Americans for Prosperity, the conservative advocacy group which campaigned heavily against the 2017 light rail proposal, opted against participating in the 2024 referendum. Similarly, The People's Alliance for Transit, Housing and Employment, a lead anti-referendum group from 2017, chose not to organize in 2024.

=== Endorsements ===

| "For" Campaign |
|---|
| City-wide politicians Freddie O'Connell, mayor of Nashville (2024–present); Angie Henderson, vice mayor of Nashville (2024–present); Nashville Metro Council members Deonté Harrell (District 8); Clay Capp (District 6); Terry Vo (District 17); Organizations Southern Environmental Law Center; Tennessee Immigrant and Refugee Rights Coalition; Labor leaders Ethan Link, Laborer's International Union of North America; |

| "Against" Campaign |
|---|
| Nashville Metro Council Members Courtney Johnston (District 26); Former Nashville Metro Council Members Emily Evans (2007-2015); |

== Results ==

Choose How You Move Nashville
| Choice |  | Votes | % |
| For |  | 183,108 | 65.53 |
| Against |  | 96,305 | 34.47 |
| Total |  | 279,413 | 100.00 |
Source: https://www.nashville.gov/departments/elections/election-results-and-statistics/election-results/current-election

== Impact ==
In October 2025, within a year of the referendum passing, Mayor O'Connell announced $104 million in funding for transit projects in the Choose How You Move program.
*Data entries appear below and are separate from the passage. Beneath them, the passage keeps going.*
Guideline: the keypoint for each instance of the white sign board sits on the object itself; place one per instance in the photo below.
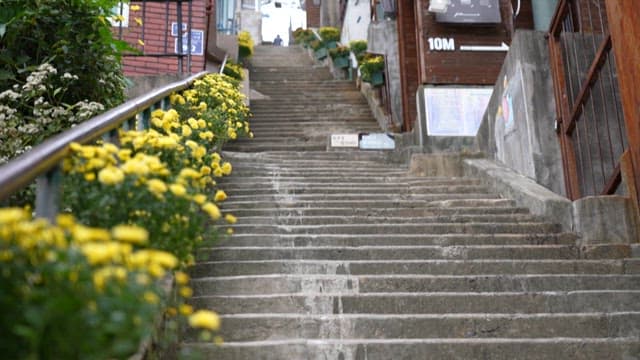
(197, 43)
(455, 111)
(344, 140)
(377, 141)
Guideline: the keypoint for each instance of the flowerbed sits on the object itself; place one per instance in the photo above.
(89, 285)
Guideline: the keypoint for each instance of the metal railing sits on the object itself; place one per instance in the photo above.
(590, 121)
(42, 162)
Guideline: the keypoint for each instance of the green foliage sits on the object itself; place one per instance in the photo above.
(303, 36)
(371, 64)
(340, 51)
(358, 47)
(329, 33)
(233, 70)
(73, 36)
(316, 44)
(245, 45)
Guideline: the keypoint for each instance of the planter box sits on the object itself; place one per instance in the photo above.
(377, 79)
(321, 53)
(341, 62)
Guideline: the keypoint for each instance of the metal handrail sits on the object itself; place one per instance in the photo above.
(224, 63)
(43, 159)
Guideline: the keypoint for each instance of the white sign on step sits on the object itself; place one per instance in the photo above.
(344, 140)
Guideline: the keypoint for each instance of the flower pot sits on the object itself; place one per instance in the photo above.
(321, 53)
(341, 62)
(377, 79)
(331, 44)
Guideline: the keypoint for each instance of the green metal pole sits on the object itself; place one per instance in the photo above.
(543, 11)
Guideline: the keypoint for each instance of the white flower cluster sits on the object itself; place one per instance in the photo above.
(30, 113)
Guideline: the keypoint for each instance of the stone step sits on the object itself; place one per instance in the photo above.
(279, 219)
(384, 349)
(329, 240)
(349, 284)
(398, 228)
(432, 252)
(299, 192)
(425, 303)
(230, 267)
(427, 201)
(408, 212)
(251, 327)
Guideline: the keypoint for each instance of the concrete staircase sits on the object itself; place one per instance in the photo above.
(347, 255)
(303, 105)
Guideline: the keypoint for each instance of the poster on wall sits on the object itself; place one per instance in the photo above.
(455, 111)
(470, 12)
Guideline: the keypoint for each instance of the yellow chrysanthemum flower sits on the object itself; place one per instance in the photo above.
(220, 196)
(111, 175)
(204, 319)
(130, 234)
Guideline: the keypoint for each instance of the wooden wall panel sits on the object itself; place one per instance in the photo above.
(409, 73)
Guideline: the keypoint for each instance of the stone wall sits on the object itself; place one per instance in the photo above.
(518, 126)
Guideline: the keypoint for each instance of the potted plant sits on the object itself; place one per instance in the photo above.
(330, 36)
(340, 56)
(372, 68)
(320, 52)
(358, 48)
(303, 36)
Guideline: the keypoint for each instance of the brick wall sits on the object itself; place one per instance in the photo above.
(157, 31)
(313, 14)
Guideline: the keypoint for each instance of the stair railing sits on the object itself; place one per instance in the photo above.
(42, 163)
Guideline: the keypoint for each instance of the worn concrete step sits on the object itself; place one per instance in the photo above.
(471, 252)
(319, 171)
(397, 212)
(255, 327)
(370, 155)
(384, 349)
(257, 147)
(355, 180)
(342, 188)
(228, 267)
(427, 201)
(350, 284)
(287, 240)
(285, 196)
(399, 228)
(425, 303)
(512, 219)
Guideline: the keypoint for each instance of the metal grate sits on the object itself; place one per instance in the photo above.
(590, 121)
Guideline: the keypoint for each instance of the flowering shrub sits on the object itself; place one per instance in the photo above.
(370, 65)
(233, 70)
(303, 36)
(340, 51)
(90, 286)
(73, 292)
(73, 36)
(328, 33)
(36, 110)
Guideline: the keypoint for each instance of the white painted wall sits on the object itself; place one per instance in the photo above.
(353, 29)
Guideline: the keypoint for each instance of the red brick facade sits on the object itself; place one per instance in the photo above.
(156, 32)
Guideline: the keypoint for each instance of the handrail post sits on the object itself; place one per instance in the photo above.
(48, 188)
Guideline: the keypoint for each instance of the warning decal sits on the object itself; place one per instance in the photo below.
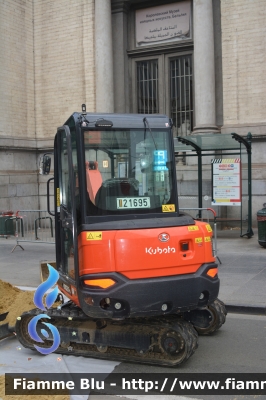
(198, 240)
(209, 228)
(94, 235)
(193, 228)
(168, 208)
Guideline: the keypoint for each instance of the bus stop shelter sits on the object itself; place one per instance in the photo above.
(217, 145)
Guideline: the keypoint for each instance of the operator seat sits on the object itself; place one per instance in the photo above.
(93, 179)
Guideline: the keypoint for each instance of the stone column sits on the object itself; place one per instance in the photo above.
(104, 57)
(204, 68)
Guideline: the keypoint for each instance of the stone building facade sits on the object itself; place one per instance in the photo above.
(58, 54)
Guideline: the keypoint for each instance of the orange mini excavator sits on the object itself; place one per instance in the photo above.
(140, 276)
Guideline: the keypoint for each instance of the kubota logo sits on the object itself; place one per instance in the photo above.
(163, 237)
(159, 250)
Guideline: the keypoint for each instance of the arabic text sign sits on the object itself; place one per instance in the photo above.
(226, 178)
(163, 23)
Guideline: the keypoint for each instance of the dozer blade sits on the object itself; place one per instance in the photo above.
(4, 329)
(44, 271)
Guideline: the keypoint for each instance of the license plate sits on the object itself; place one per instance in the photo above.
(133, 202)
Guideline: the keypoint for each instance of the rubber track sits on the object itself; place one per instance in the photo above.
(218, 312)
(155, 327)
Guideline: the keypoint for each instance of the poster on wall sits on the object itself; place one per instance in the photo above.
(165, 23)
(226, 182)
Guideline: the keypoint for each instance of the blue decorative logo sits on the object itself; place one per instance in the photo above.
(50, 299)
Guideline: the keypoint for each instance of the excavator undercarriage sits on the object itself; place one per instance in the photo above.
(168, 340)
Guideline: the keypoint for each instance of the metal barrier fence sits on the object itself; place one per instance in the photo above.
(34, 225)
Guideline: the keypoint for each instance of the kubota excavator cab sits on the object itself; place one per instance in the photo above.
(123, 249)
(139, 274)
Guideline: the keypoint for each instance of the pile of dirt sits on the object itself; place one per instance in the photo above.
(15, 301)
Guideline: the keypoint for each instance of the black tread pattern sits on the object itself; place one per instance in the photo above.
(155, 327)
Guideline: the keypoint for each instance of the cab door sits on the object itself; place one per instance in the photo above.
(66, 204)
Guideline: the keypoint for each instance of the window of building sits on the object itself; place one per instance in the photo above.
(165, 85)
(181, 95)
(147, 87)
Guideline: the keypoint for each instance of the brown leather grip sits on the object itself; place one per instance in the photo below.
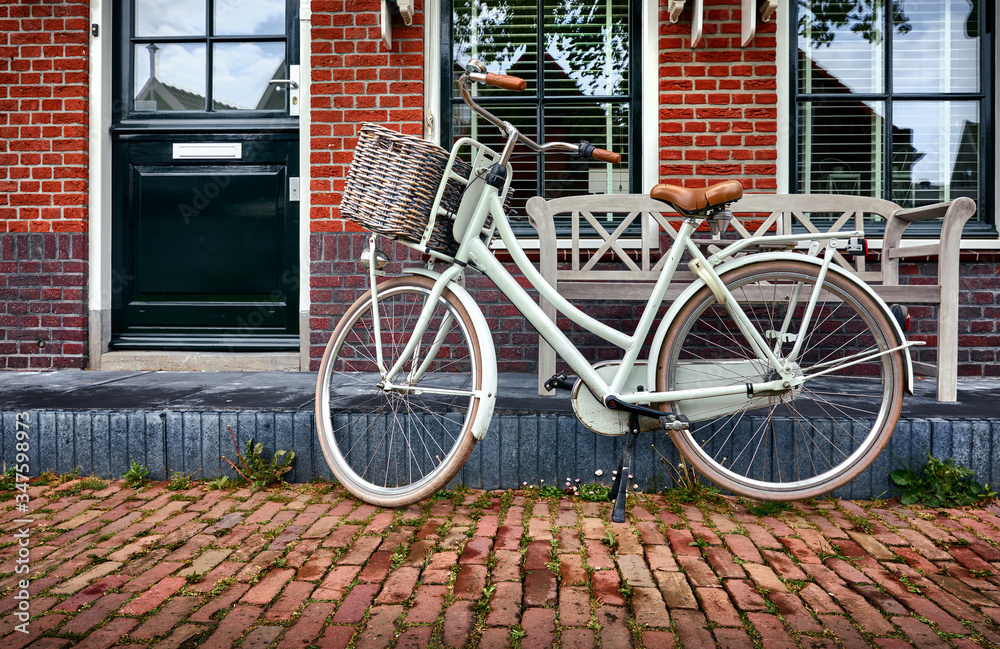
(506, 82)
(606, 156)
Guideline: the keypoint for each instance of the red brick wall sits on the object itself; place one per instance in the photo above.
(718, 101)
(43, 183)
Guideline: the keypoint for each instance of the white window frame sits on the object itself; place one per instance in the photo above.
(649, 118)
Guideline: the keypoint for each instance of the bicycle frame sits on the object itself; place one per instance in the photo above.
(473, 250)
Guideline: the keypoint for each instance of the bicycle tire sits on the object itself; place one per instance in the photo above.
(392, 448)
(800, 443)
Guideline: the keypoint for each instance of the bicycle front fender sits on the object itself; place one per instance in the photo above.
(694, 287)
(487, 351)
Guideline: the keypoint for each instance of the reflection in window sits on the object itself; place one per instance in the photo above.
(568, 51)
(876, 111)
(178, 67)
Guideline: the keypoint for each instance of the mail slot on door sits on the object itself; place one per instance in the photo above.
(208, 150)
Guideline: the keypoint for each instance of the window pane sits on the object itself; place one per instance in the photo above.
(938, 51)
(240, 76)
(503, 35)
(935, 151)
(524, 163)
(840, 47)
(840, 150)
(586, 47)
(169, 18)
(603, 125)
(169, 77)
(246, 17)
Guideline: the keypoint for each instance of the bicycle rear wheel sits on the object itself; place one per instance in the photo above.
(395, 446)
(801, 442)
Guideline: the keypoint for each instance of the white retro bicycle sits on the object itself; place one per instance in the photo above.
(408, 382)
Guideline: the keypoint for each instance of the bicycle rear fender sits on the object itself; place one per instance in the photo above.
(487, 351)
(661, 331)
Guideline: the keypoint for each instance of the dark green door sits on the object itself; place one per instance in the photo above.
(205, 150)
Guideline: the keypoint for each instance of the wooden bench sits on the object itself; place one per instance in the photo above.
(587, 275)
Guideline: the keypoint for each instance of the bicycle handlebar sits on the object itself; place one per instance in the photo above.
(476, 71)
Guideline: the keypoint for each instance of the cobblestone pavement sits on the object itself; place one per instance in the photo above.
(308, 566)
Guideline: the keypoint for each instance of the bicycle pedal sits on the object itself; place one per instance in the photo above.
(675, 422)
(560, 382)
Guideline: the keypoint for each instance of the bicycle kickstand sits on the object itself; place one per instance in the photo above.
(619, 489)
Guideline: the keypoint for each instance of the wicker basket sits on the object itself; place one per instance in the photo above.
(392, 184)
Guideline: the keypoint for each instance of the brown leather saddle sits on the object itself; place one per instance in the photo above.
(702, 201)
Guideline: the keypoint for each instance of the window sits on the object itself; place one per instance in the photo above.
(893, 100)
(207, 57)
(581, 61)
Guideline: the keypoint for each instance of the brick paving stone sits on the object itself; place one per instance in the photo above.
(698, 571)
(310, 625)
(166, 618)
(657, 640)
(650, 533)
(764, 577)
(772, 632)
(879, 599)
(681, 542)
(761, 537)
(796, 616)
(377, 567)
(717, 606)
(261, 637)
(419, 637)
(86, 620)
(209, 581)
(379, 633)
(919, 633)
(153, 597)
(539, 625)
(635, 571)
(459, 620)
(722, 563)
(584, 639)
(291, 599)
(109, 634)
(470, 582)
(660, 557)
(675, 590)
(223, 601)
(614, 626)
(691, 629)
(508, 537)
(730, 638)
(160, 571)
(743, 548)
(353, 608)
(744, 595)
(540, 588)
(863, 613)
(568, 539)
(537, 555)
(598, 555)
(844, 631)
(264, 591)
(476, 550)
(83, 580)
(928, 609)
(399, 586)
(205, 562)
(574, 606)
(88, 594)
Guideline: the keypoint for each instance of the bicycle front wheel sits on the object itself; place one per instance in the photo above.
(394, 445)
(799, 442)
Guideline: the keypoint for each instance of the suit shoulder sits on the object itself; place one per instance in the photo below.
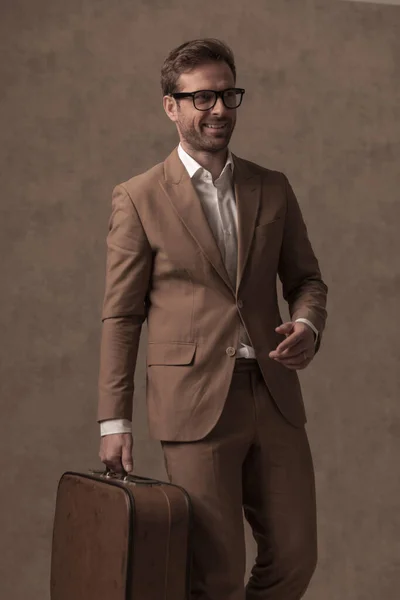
(142, 181)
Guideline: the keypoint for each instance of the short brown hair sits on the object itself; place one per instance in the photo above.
(188, 56)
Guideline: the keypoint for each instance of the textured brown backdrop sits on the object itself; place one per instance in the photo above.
(81, 111)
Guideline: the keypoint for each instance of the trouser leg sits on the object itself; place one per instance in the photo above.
(279, 504)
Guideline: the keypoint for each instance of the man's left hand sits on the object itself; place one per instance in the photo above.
(298, 349)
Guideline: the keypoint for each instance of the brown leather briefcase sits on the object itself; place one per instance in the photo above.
(120, 537)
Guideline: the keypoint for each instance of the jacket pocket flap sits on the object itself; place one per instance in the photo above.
(170, 353)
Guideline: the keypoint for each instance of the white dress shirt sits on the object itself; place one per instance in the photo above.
(219, 205)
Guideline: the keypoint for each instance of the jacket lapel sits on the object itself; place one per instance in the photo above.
(186, 203)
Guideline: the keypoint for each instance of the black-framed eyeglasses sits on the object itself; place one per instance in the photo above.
(206, 99)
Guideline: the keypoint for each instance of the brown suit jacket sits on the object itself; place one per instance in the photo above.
(164, 264)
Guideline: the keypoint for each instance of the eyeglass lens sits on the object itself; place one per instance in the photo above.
(206, 99)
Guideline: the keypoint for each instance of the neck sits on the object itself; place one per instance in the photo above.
(214, 162)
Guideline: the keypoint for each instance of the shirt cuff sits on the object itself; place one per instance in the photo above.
(115, 426)
(307, 322)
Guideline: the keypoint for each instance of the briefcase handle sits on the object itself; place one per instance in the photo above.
(135, 479)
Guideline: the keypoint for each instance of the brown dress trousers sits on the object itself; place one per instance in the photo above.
(256, 462)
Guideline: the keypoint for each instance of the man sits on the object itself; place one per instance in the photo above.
(195, 245)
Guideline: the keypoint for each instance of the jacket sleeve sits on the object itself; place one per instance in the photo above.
(298, 270)
(128, 274)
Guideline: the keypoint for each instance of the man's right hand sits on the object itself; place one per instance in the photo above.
(116, 452)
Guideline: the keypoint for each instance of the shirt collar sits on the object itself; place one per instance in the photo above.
(193, 166)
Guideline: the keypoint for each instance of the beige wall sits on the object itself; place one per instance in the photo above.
(81, 111)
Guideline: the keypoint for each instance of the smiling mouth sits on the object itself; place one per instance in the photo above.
(216, 127)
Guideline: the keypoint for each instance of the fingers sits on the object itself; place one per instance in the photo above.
(295, 362)
(116, 452)
(296, 349)
(127, 461)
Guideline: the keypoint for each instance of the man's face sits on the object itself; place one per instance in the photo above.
(191, 122)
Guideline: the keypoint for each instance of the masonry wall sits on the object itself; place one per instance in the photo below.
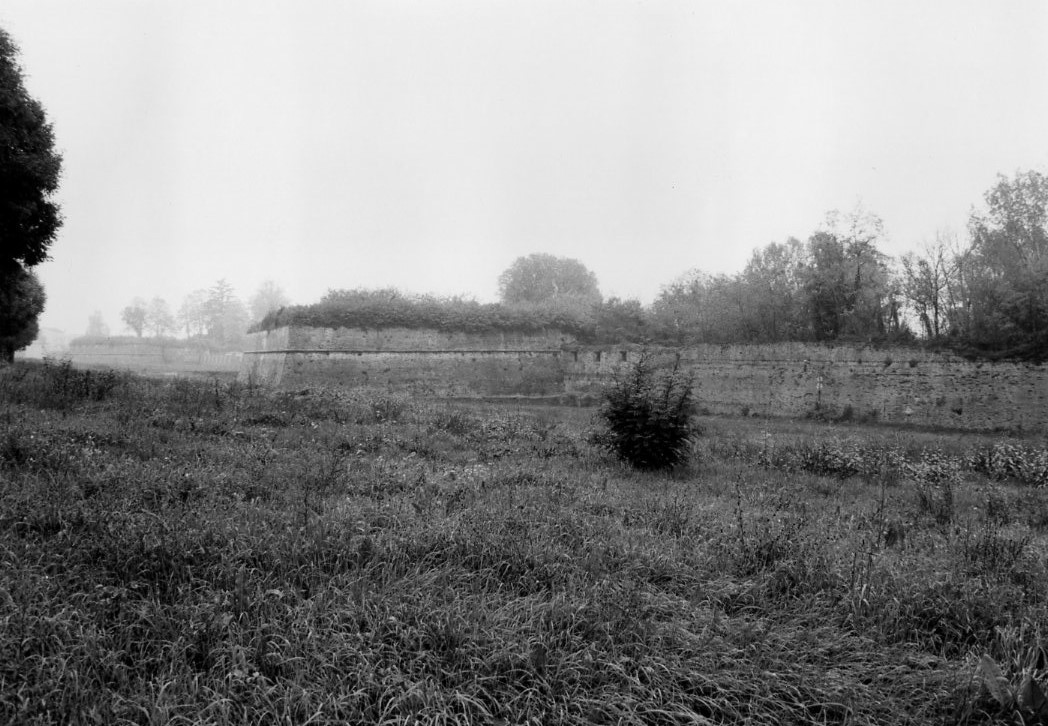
(154, 357)
(898, 386)
(419, 361)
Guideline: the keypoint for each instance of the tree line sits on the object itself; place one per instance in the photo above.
(985, 294)
(214, 315)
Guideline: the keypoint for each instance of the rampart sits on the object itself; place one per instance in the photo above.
(153, 356)
(892, 385)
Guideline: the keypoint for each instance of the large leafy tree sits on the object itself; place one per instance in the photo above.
(29, 218)
(543, 278)
(21, 302)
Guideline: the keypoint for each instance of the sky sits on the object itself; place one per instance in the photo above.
(428, 145)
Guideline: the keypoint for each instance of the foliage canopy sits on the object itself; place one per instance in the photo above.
(29, 169)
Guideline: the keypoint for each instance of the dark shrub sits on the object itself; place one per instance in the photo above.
(646, 417)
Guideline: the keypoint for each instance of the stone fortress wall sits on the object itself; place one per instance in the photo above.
(151, 356)
(892, 385)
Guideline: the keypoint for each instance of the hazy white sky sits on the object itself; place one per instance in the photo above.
(428, 145)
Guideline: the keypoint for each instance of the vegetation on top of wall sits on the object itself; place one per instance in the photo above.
(390, 308)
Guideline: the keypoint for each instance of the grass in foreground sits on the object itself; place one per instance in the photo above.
(199, 552)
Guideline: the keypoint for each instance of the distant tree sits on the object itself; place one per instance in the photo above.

This funding included sidewalk improvement projects, smart signals to be installed at over 100 intersections, improvements to transiting to the airport, street redesigns, and WeGo improvements. WeGo and the mayor's office also rolled out a free bus fare program for qualifying low-income residents called the "Journey Pass".

By January 2026, WeGo announced that they added 12 new buses to their fleet and that ridership increased 7.3% from the previous year.